OPINION

No consolation

Even though there is little comfort to be had from the popular mantra that things could be worse, the saying is still used widely all over the world. It is used as a response to both personal dramas and collective disasters when we have nothing more profound to say, when reality trumps us once more, when we need some kind of verbal reaction that allows us to express our astonishment without really having to address the problem.

This strategy, mainly used in Greece in regard to the outcome of soccer games, is also often used in politics, or at least in politicking. After the results of two round of polls over two consecutive Sundays, this term is all the rage today, and not just because of the conquest of two Greek cities by soccer heavyweights, who sailed in thanks to the silent or even deafening backing of certain parties. Basically, “it could have been worse” has defined the way that the two coalition parties have decided to interpret this Sunday’s final results, believing that this philosophy will help them come to terms with their defeat, which is expressed in an electoral loss of 10 percentage points in total.

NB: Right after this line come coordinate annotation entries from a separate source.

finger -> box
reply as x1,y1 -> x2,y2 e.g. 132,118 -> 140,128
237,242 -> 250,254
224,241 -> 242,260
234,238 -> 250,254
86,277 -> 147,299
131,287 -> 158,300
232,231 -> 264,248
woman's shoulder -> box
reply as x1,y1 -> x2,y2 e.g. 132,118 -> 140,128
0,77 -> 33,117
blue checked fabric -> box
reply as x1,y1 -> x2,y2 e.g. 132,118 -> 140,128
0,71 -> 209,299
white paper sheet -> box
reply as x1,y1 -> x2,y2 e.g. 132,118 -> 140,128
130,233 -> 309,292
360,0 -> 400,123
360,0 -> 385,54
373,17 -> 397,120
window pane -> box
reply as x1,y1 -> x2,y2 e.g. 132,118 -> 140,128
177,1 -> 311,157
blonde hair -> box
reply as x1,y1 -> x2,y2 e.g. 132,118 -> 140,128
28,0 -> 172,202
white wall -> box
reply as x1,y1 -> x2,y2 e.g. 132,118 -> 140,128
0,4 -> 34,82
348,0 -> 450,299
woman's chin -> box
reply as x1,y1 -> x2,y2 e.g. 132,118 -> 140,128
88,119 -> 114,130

New Democracy thinks that it could have been worse because the political system was not overthrown. PASOK agrees that it could have been worse in the sense that it was for Democratic Left. Even SYRIZA masked some of its disappointment behind this well-used phrase.

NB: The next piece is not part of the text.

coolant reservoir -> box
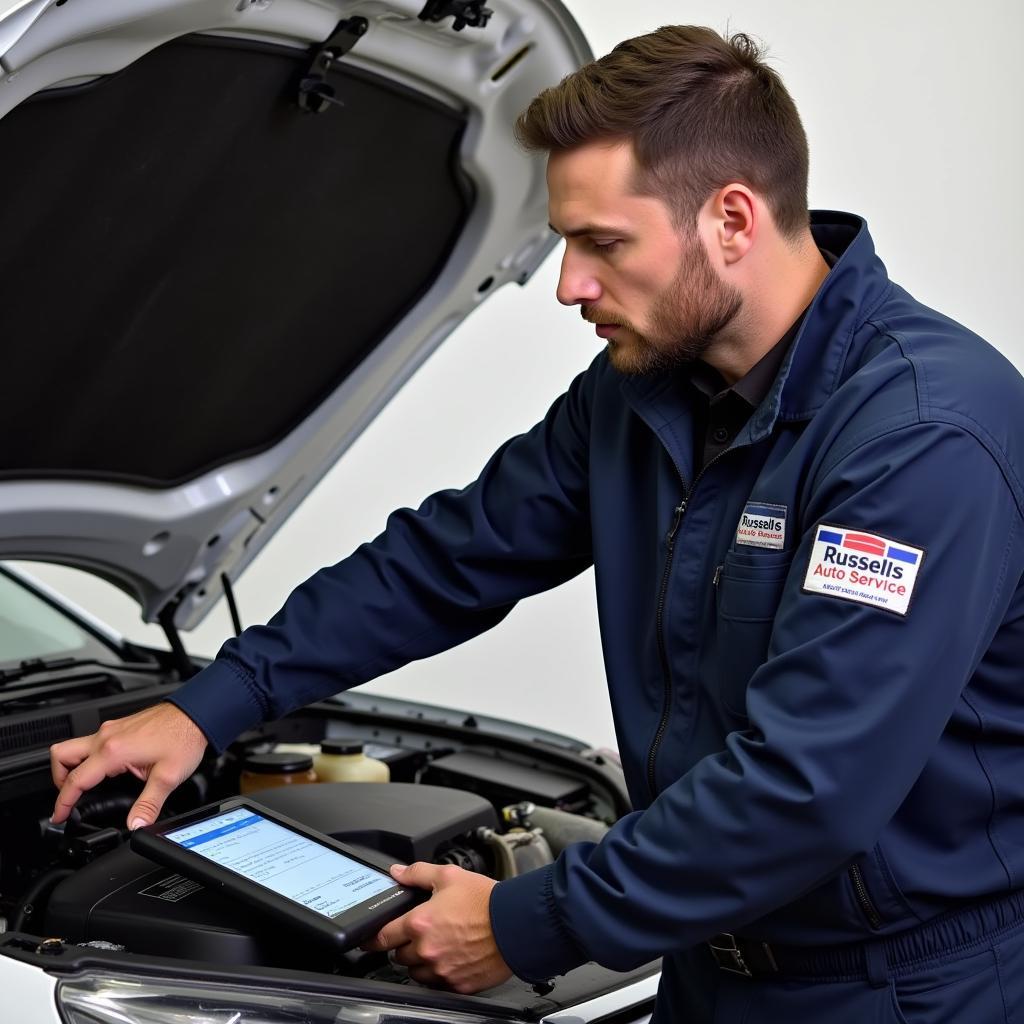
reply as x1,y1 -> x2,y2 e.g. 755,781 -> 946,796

But this phrase was also used as a way of self-comfort by those of us who were terrified by Golden Dawn’s performance. The neo-Nazi party not only survived the ballot but also succeeded in increasing its portion of the vote, gaining the support not just of the biggest victims of the crisis – people living in neglected parts of the country, as the urban myth goes – but also people from loftier walks of life, such as residents from the upscale Kolonaki district in central Athens. So, from having 0.46 percent and 23,566 votes in the 2009 European Parliament elections, Golden Dawn shot up to 9.4 percent and hundreds of thousands of supporters. But it could be worse. Golden Dawn could have scored in the double digits, which may have been the case if LAOS had not made a reappearance. Or it could have come first as the Front National did in France (its founder recently declared that the solution to the immigration problem is the Ebola virus), or seen the triumph of Nigel Farage in the UK and the far right in Denmark. Golden Dawn could have done better on the back of the success of myriad formations that preach chauvinism, intolerance, racism, anti-Semitism and more recently Islamophobia under the mantle of euroskepticism.

The map of Europe is turning grayer and blacker, and there is a black spot on Greece too. The only certainty is that saying things could be worse will not make them better.